Platformları kullanan diğer sektörlerde olduğu gibi, havacılık ve uzay ortamlarında platformlar için kapsayıcı bir uluslararası standart yoktur. Bunun yerine, günümüzün endüstri operasyonları ISO 18878, ISO 18893, BS8460:2017 gibi standartlar ve ulusal düzeyde yürürlüğe konan mevzuat tarafından bilgilendirilmektedir. Birçok şirket bu standartların üzerine kendi en iyi uygulamalarını da inşa etmektedirler.
Yeni İhtimaller
Platformlar, yerini aldıkları iskelelere kıyasla yadsınamaz bir şekilde daha uygun maliyetli ve verimli olsalar da yeni bir zorluk ortaya çıkardılar: bu da bir uçağa çarpma olasılığı. Kendi kendine çalışan Platformlar, merdiven ve iskelelere kıyasla uçaklara daha büyük bir güçle çarpma kabiliyetine sahip ve dolayısıyla çok daha fazla hasara neden oluyorlar.
Riski daha da artıran bir diğer husus da, MRO mühendislerinin Platformları çok sık kullanmamasıdır. Son derece eğitimli ve becerikli profesyoneller olmalarına rağmen, Platform kullanımı birincil yetkinlikleri değildir. Bakım mühendislerinin hepsinin Platform operatör kartı olmasına rağmen, bunun yerine zemin seviyesindeki makineler üzerinde çalıştıkları için bir seferde Platform kullanmadan haftalar veya aylar geçirebilirler. İster yakın zamanda deneyim eksikliği nedeniyle paslanmış olsunlar, ister ilk etapta pratik yapmak için fazla zamanları olmamış olsun, kaza riskinin ortaya çıktığı yer burasıdır.

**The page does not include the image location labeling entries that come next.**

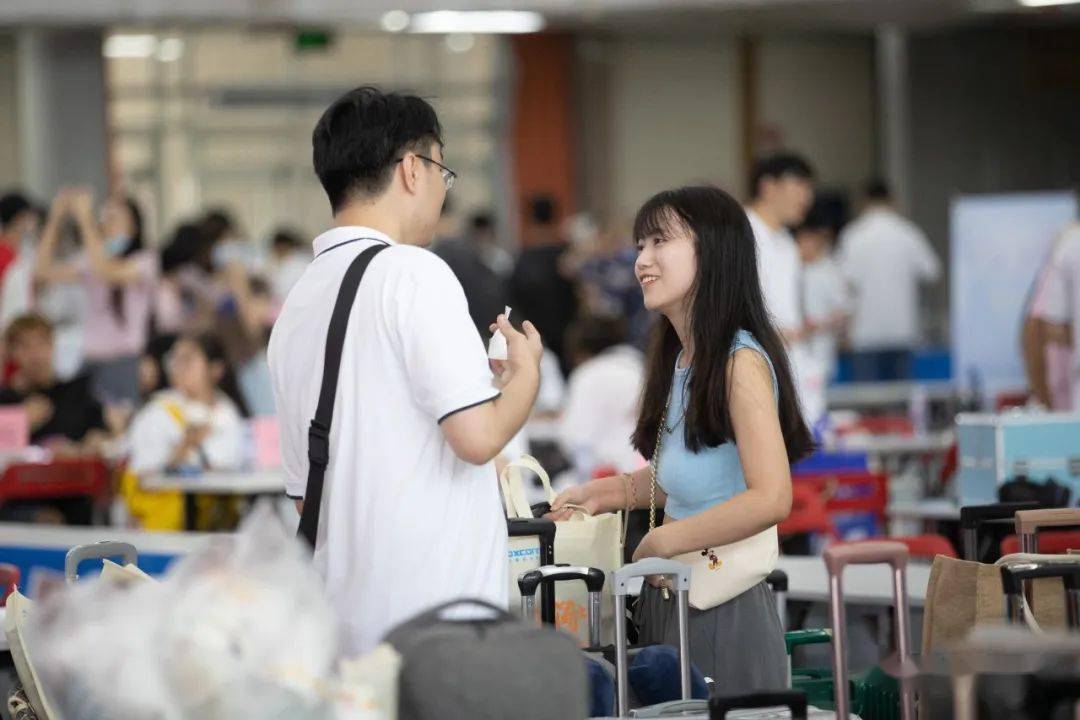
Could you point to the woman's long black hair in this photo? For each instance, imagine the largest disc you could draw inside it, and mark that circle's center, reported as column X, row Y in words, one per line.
column 135, row 243
column 727, row 297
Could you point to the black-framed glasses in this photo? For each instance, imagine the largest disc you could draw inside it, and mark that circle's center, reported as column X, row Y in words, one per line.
column 448, row 175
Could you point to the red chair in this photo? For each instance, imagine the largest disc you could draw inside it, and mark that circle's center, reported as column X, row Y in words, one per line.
column 927, row 546
column 62, row 478
column 1052, row 542
column 9, row 580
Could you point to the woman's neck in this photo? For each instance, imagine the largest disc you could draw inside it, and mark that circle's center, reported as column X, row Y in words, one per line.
column 680, row 321
column 205, row 396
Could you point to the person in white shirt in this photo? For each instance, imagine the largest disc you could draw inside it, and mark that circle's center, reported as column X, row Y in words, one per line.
column 885, row 257
column 602, row 397
column 191, row 426
column 824, row 290
column 410, row 515
column 782, row 193
column 1057, row 307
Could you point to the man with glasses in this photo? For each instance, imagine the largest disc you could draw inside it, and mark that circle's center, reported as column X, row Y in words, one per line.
column 409, row 515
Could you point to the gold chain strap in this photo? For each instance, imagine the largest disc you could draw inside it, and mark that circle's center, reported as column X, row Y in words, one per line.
column 653, row 467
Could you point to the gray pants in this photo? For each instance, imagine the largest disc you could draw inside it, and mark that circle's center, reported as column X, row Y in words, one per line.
column 740, row 644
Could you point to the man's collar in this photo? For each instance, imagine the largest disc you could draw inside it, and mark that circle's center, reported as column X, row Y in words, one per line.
column 336, row 236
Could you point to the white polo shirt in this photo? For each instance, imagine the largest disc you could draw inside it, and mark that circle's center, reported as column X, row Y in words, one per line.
column 885, row 257
column 405, row 524
column 779, row 267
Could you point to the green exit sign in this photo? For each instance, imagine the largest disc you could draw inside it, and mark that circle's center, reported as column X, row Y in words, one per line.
column 312, row 40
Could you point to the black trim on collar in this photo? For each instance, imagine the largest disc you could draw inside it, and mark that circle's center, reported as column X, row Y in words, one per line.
column 468, row 407
column 349, row 242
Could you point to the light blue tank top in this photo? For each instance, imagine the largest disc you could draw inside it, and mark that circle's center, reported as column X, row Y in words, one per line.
column 697, row 481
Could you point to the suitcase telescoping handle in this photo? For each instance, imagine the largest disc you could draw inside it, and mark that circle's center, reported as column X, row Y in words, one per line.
column 678, row 576
column 838, row 557
column 1029, row 521
column 97, row 551
column 794, row 700
column 530, row 581
column 972, row 517
column 1012, row 584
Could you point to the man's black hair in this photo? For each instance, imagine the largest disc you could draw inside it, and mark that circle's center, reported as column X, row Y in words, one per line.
column 777, row 166
column 877, row 190
column 542, row 209
column 361, row 136
column 11, row 205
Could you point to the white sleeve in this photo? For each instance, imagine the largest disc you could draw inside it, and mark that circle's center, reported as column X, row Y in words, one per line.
column 444, row 357
column 576, row 425
column 1052, row 299
column 927, row 265
column 153, row 436
column 225, row 445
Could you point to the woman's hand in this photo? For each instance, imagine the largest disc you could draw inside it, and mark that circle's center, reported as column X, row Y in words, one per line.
column 581, row 496
column 655, row 544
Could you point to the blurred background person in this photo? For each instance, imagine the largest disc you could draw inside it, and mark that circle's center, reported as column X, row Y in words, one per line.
column 539, row 290
column 824, row 290
column 603, row 262
column 886, row 258
column 63, row 415
column 289, row 256
column 484, row 286
column 1051, row 344
column 193, row 425
column 19, row 225
column 602, row 398
column 118, row 273
column 781, row 195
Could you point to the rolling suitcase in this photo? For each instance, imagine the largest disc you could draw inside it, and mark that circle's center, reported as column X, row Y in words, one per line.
column 880, row 698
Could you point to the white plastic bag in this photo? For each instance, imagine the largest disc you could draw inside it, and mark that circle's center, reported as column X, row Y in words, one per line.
column 239, row 629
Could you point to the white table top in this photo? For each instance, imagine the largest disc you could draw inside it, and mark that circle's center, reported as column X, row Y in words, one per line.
column 859, row 395
column 863, row 584
column 254, row 483
column 934, row 508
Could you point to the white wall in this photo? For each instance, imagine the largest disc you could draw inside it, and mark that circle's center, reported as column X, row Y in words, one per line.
column 675, row 117
column 817, row 97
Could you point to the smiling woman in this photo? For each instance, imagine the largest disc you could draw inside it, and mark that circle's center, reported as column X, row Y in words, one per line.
column 719, row 422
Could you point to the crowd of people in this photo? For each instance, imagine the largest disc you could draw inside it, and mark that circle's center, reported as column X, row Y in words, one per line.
column 105, row 327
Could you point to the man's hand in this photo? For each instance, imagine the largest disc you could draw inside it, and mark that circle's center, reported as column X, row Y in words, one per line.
column 524, row 350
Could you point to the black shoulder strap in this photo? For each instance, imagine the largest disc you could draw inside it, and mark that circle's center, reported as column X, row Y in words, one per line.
column 319, row 432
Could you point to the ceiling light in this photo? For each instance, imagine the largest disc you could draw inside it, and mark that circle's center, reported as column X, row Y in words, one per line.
column 171, row 50
column 130, row 45
column 480, row 22
column 395, row 21
column 460, row 42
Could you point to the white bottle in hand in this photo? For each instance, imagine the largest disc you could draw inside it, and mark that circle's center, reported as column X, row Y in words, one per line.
column 497, row 345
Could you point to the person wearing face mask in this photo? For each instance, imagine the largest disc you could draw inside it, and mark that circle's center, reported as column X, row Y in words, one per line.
column 118, row 273
column 192, row 425
column 718, row 421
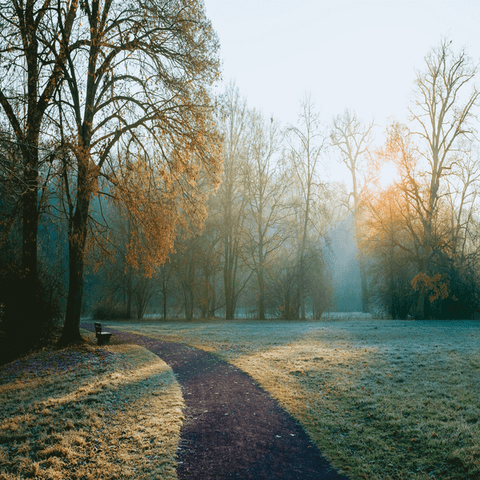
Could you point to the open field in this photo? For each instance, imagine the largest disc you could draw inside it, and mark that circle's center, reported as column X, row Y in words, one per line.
column 97, row 412
column 382, row 399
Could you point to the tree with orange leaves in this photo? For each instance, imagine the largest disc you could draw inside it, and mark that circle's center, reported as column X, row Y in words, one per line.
column 137, row 75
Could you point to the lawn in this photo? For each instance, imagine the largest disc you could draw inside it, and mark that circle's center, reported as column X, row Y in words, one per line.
column 97, row 412
column 381, row 399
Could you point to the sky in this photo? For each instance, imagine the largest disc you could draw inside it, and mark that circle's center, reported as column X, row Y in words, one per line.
column 355, row 54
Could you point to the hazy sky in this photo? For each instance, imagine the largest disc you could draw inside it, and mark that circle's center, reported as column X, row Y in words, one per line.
column 346, row 53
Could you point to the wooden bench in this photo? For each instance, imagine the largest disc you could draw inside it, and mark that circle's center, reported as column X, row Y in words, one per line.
column 102, row 337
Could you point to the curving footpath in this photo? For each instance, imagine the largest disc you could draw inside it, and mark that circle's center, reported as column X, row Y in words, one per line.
column 233, row 429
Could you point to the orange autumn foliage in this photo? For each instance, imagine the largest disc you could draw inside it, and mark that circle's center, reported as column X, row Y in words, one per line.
column 435, row 287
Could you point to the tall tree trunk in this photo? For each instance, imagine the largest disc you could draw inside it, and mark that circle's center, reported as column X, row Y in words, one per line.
column 260, row 277
column 77, row 236
column 30, row 230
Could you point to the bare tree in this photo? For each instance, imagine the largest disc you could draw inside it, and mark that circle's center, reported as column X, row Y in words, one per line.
column 231, row 196
column 34, row 40
column 353, row 139
column 306, row 144
column 443, row 108
column 266, row 186
column 138, row 73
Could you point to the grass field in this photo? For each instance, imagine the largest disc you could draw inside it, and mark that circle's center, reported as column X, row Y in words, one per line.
column 381, row 399
column 96, row 412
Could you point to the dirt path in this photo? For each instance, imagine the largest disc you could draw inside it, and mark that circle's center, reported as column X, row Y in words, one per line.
column 233, row 428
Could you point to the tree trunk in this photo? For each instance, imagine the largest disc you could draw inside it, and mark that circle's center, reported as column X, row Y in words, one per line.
column 29, row 233
column 261, row 280
column 77, row 236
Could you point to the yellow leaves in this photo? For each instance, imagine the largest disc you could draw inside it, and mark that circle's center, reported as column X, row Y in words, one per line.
column 435, row 287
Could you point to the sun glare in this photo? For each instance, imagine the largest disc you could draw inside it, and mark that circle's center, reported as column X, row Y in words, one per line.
column 388, row 175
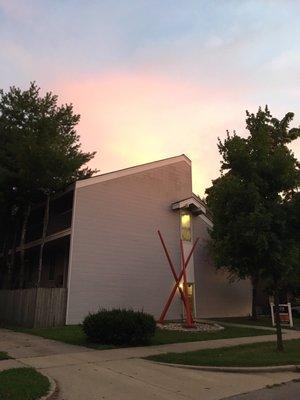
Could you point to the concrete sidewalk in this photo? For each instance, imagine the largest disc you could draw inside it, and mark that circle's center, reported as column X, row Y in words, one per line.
column 120, row 374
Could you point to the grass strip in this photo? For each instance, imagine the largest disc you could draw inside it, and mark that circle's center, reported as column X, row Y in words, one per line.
column 250, row 355
column 22, row 384
column 73, row 334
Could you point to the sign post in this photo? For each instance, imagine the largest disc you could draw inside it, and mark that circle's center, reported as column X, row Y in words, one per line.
column 285, row 315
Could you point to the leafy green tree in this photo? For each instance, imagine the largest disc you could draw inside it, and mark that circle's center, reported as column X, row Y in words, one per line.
column 256, row 206
column 40, row 153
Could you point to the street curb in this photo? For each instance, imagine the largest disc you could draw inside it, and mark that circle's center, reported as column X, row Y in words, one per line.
column 277, row 368
column 53, row 390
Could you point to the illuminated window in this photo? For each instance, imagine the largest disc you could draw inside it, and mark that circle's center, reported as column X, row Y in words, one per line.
column 185, row 222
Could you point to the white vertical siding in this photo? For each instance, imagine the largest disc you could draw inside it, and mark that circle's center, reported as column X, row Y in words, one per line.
column 117, row 259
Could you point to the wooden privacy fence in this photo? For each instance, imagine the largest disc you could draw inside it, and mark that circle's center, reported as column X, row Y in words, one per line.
column 40, row 308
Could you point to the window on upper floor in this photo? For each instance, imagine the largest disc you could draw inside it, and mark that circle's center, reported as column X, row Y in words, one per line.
column 185, row 226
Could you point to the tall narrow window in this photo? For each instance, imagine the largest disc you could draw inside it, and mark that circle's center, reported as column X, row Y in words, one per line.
column 185, row 223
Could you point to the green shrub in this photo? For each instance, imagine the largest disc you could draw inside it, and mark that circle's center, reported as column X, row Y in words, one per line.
column 119, row 327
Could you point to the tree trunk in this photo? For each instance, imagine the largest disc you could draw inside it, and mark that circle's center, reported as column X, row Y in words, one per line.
column 11, row 262
column 45, row 226
column 22, row 245
column 277, row 320
column 254, row 281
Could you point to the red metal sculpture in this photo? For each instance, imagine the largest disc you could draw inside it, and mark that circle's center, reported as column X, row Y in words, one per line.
column 182, row 275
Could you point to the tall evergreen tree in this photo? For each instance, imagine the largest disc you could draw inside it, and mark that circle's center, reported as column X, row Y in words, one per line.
column 40, row 152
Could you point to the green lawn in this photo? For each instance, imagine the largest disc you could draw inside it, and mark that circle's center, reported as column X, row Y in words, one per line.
column 4, row 356
column 73, row 334
column 22, row 384
column 251, row 355
column 262, row 321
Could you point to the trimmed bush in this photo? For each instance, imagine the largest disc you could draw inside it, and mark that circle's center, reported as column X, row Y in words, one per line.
column 119, row 327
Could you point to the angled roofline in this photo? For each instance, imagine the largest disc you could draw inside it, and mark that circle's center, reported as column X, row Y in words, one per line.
column 132, row 170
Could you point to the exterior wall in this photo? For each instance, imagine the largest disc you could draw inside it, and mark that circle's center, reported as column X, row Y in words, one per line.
column 215, row 295
column 116, row 257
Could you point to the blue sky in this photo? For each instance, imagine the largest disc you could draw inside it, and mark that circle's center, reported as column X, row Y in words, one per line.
column 156, row 78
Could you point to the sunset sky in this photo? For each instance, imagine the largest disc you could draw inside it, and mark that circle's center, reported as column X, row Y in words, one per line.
column 153, row 79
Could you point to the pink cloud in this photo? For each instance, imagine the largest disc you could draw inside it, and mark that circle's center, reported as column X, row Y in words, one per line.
column 136, row 118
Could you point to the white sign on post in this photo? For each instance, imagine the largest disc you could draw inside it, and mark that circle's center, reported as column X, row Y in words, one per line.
column 285, row 314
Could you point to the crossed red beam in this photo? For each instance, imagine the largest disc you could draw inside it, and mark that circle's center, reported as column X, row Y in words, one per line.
column 190, row 323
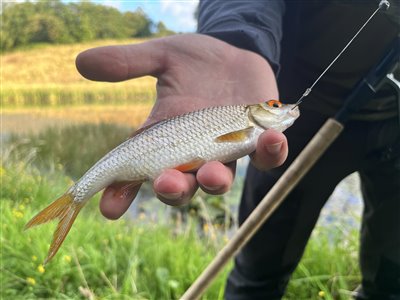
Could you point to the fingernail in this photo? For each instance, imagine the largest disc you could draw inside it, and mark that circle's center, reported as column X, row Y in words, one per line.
column 274, row 148
column 213, row 188
column 171, row 196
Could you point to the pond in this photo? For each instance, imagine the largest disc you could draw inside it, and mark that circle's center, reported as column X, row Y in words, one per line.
column 99, row 129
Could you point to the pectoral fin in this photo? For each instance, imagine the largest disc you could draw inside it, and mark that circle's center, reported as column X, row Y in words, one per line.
column 236, row 136
column 190, row 166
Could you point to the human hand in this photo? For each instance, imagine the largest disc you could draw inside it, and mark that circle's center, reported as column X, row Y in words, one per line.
column 193, row 71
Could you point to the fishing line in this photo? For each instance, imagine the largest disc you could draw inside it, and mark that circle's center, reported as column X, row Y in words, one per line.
column 383, row 4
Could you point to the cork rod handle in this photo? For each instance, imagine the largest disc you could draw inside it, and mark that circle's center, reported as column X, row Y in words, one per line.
column 300, row 166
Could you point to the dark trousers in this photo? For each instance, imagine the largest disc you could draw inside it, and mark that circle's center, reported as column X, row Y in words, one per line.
column 263, row 268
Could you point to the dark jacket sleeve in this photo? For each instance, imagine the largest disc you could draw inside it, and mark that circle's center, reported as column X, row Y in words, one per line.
column 252, row 25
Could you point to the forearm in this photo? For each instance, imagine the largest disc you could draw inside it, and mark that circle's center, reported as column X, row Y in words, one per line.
column 252, row 25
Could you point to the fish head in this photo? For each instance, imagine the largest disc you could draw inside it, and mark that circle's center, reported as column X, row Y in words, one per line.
column 273, row 114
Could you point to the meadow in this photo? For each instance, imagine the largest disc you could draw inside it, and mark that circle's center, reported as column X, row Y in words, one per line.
column 55, row 125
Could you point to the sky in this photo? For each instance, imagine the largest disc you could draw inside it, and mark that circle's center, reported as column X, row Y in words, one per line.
column 177, row 15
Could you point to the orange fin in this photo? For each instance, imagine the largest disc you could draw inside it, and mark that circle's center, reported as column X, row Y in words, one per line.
column 125, row 189
column 190, row 166
column 64, row 209
column 235, row 136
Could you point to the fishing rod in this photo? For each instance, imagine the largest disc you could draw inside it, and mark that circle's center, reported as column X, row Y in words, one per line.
column 327, row 134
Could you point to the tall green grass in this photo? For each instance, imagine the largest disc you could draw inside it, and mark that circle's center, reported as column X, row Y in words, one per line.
column 125, row 259
column 153, row 257
column 135, row 259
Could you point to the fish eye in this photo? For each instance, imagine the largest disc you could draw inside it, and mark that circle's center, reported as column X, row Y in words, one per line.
column 274, row 103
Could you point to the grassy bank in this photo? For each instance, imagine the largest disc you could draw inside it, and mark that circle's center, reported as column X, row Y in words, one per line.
column 145, row 258
column 48, row 77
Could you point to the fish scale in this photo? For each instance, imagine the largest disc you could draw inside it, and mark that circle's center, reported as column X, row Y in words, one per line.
column 222, row 133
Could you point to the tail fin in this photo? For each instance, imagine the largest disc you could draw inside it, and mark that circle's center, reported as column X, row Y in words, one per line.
column 65, row 209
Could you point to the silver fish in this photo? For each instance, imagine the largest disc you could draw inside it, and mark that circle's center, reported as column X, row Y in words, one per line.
column 185, row 143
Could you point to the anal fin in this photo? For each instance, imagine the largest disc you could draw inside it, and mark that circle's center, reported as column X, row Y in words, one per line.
column 65, row 209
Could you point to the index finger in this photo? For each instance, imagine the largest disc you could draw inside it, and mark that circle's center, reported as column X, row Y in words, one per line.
column 123, row 62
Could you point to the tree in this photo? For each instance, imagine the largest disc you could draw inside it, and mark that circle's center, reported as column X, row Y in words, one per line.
column 162, row 30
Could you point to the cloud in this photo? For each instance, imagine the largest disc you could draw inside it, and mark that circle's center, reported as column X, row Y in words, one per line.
column 181, row 11
column 112, row 3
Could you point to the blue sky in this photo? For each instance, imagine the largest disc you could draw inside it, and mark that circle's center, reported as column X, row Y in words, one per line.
column 177, row 15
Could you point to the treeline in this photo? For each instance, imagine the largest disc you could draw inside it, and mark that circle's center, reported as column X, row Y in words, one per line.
column 56, row 22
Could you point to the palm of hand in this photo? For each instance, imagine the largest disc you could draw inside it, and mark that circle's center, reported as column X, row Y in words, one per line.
column 193, row 72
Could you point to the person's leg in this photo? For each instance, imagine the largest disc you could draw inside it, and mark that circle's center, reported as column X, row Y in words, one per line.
column 380, row 231
column 263, row 267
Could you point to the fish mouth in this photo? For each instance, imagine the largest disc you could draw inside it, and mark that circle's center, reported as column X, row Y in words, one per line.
column 294, row 112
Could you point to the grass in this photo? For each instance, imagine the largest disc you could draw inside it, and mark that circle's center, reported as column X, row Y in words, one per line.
column 153, row 257
column 100, row 259
column 47, row 77
column 147, row 258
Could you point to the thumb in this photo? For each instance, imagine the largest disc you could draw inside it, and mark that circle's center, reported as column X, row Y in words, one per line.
column 118, row 63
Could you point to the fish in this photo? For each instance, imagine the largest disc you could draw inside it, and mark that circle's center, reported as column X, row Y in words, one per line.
column 184, row 143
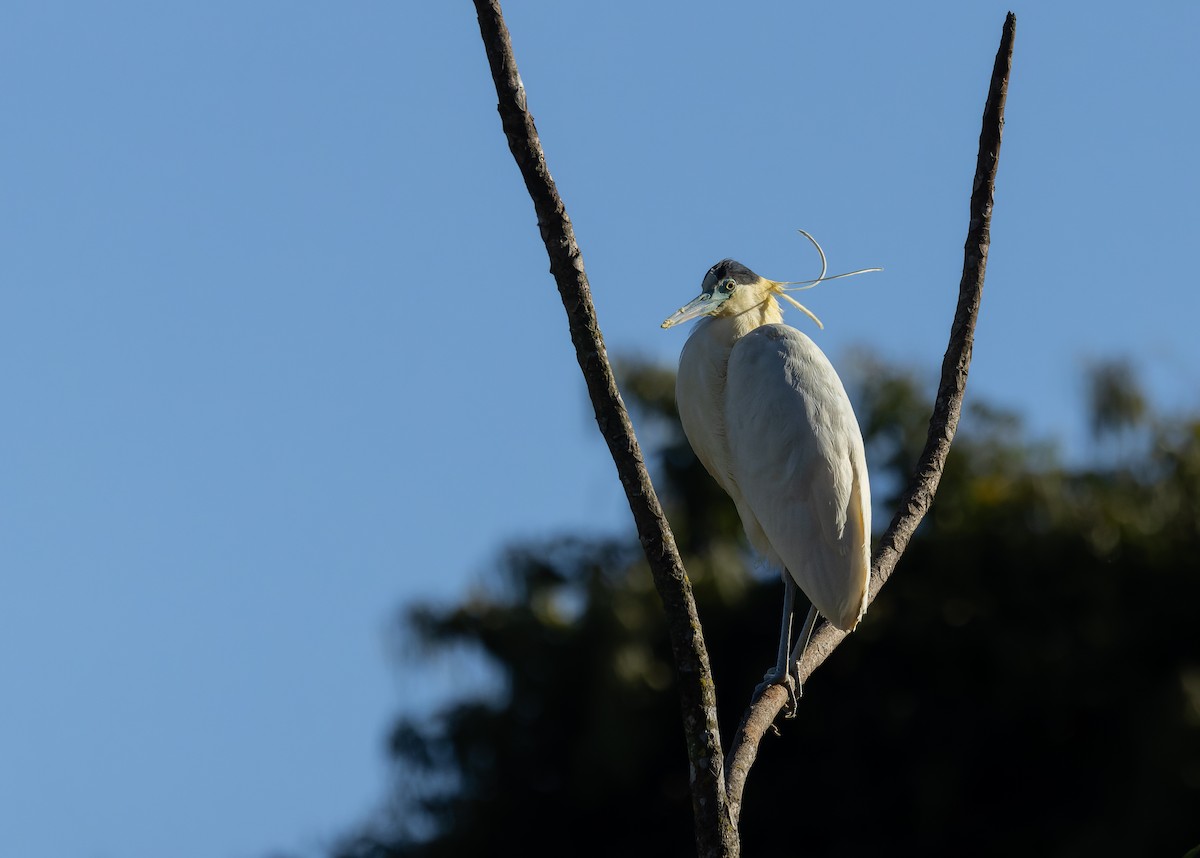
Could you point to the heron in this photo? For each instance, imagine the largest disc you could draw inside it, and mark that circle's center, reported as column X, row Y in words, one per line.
column 771, row 421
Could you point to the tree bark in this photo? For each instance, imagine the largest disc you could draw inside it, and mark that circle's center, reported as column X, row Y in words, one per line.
column 717, row 791
column 715, row 833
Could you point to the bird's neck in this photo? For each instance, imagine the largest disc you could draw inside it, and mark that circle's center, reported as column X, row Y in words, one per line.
column 766, row 312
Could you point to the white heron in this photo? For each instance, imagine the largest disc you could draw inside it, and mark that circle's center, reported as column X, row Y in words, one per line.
column 769, row 419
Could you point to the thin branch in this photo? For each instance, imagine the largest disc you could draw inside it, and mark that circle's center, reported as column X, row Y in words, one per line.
column 942, row 424
column 715, row 833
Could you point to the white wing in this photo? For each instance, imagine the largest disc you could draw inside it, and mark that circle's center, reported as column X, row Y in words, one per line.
column 797, row 456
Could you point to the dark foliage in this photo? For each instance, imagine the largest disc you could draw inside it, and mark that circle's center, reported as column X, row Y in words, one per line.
column 1029, row 683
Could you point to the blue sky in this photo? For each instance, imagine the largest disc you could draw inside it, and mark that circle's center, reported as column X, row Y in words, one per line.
column 281, row 354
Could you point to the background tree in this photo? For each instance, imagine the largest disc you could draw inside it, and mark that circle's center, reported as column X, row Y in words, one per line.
column 1030, row 685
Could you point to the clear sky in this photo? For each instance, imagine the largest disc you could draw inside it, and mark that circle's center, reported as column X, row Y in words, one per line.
column 280, row 352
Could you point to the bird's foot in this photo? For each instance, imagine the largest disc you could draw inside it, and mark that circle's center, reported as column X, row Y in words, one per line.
column 780, row 678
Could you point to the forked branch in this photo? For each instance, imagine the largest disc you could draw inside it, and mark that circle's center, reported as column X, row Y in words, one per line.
column 717, row 811
column 942, row 424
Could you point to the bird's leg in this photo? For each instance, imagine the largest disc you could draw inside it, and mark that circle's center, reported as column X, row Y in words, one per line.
column 802, row 643
column 781, row 673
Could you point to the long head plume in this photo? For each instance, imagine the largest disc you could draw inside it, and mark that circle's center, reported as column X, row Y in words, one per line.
column 783, row 287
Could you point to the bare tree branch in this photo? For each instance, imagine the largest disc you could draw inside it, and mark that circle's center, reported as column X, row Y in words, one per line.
column 942, row 424
column 715, row 833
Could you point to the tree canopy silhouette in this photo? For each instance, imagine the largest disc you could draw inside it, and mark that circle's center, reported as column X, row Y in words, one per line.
column 1030, row 685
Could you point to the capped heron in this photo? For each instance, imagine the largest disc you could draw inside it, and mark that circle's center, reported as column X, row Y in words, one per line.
column 771, row 421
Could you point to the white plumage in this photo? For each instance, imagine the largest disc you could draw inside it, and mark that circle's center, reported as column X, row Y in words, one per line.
column 769, row 419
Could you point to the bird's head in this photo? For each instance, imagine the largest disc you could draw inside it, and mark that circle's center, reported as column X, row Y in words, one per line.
column 730, row 288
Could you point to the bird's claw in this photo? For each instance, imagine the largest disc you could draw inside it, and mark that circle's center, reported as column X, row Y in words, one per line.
column 789, row 682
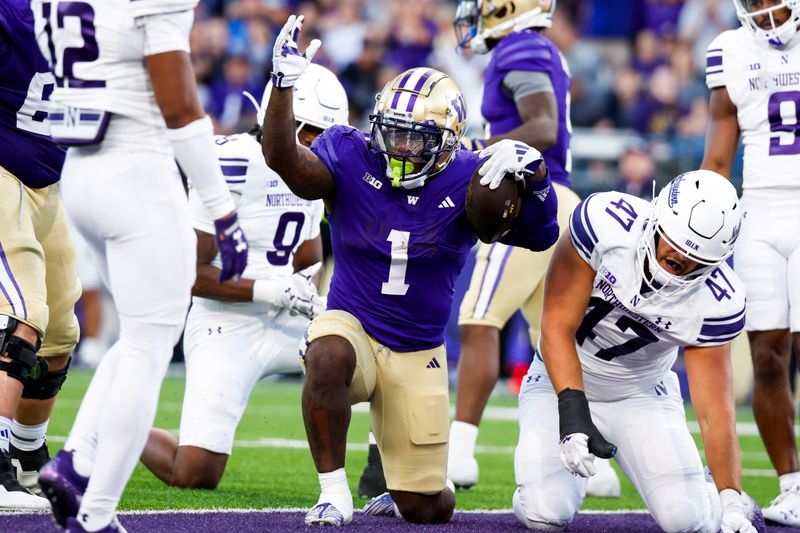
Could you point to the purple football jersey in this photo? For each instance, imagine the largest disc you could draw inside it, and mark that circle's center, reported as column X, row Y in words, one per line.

Daha da zoru, uçakların şekilleri nedeniyle manevra yapmak için zorlayıcı olmalarıdır. Parabolik şekilleri, Platform operatörlerinin diğer ortamların çoğunda karşılaşabileceği düz duvarlar, tavanlar ve kirişlerden farklıdır. Kavisli gövde boyunca yukarı ve aşağı hareket etmek, mesafeyi tutarlı tutmak için ileri ve geri hareket etmek zorunda kalmak anlamına gelmektedir.
Havacılık ve uzay şirketleri bu durumu hafifletmek için Platformların sepetlerine dolgu yapmak veya operatörleri çok yaklaştıklarında uyarmak için yakınlık alarmları gibi çeşitli yöntemler kullanmışlardır.
Öte yandan bu kazların önüne geçmek adına simülasyon eğitimleri de yapılmaktadır. Simülasyonun en önemli avantajlarından biri, kullanıcıların kendilerini veya ekipmanlarını tehlikeye atmadan potansiyel olarak riskli ve zorlu durumları deneyimlemelerini sağlamasıdır. Buna karşılık, simülasyonda oluşturdukları beceriler gerçek hayata büyük ölçüde aktarılabilmektedirler. Gerçekçi hareket ve gerçek Platform kontrolleri ile simülatör, MRO operasyonları için özelleştirilmiş eğitim ve değerlendirme modüllerini operatörler için sunmaktadırlar.
Simülatörün bir operatörün gerçek dünyadaki yeterlilik seviyesini %97 doğrulukla değerlendirebildiğini gösterebilmektedir. Düşük yeterliliğe sahip operatörler olarak değerlendirilenlerin, yüksek yeterliliğe sahip operatörlere göre bir kaza veya ramak kala olay yaşama olasılığı yaklaşık 15 kat daha fazladır. Ancak dikkat çekici bir şekilde, çoğu operatör yaklaşık bir saatlik simülatör eğitimi süresinde yüksek yeterlilik seviyesine ulaşabilmektedir.
Havacılık sektöründe simülatörü kullanmanın, her yeni Platform operatörünü değerlendirmekten düzenli beceri kazandırmaya ve zorlu manevralar öncesinde pasını atması için gerçekçi bir ortam sunuyor. Bu sayede riskler minimuma iniyor.